Jeff Ready, CEO at Scale Computing

“For a long time, the conversation around Edge Computing has been focused on hitting the right buzz words without actually addressing the customer’s needs. Everyone has forgotten that the customer’s objectives don’t revolve around the latest technology; what they care about is that their applications are online and working correctly. When catering to these businesses in 2020, technology partners have to remember to think about their needs and wants versus what’s currently trending among IT professionals.

“Edge Computing is about running mission critical applications outside the data centre. Full stop. There are varying use cases, workloads and needs within that envelope, but at the root of the issue is the need to run applications somewhere other than the cloud or data centre. Customers want a simple solution equipped with the right technology to manage their IT and decrease the two biggest costs affecting IT departments: downtime and people.

“While IT professionals are concerned with the conveniences of data centres, customers care more about how physical size, noise and power consumption will affect the quality of their business and productivity. In 2020, businesses offering Edge solutions should worry less about marketing and focus on what Edge Computing actually is – delivering the solutions your customers really want.”

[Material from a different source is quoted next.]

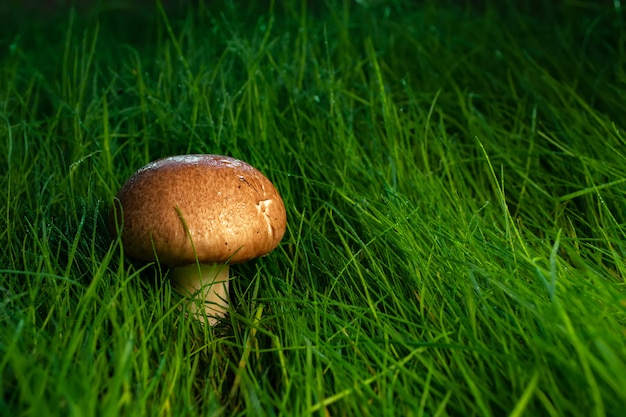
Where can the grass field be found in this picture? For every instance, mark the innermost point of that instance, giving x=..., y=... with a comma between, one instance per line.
x=455, y=183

Eltjo Hofstee, Managing Director at Leaseweb UK

“The colocation industry will continue to grow, particularly in the enterprise space as more organisations migrate IT infrastructures to the cloud. IT start-ups and scale-ups nowadays start in the cloud from day one, but are also pushing the colocation market. This expansion is being driven to a large extent by cloud service providers who still require a space to host their systems – after all, even virtual servers need a home. Businesses that subscribe to cloud and hosting services involving a colocation environment are inadvertently using colocation more, even if they might not be aware of it. We see this as a key contributing factor to the overall development of the global colocation market, particularly in the short and medium term.”

Surya Varanasi, CTO of StorCentric, parent company of Nexsan

“Businesses have been moving to the cloud for primary and archive/DR storage for a long time. In 2020, on-premises storage, whether for active or standby, will see a comeback – especially as customers are hit with cloud-use bills that are dramatically higher than originally anticipated.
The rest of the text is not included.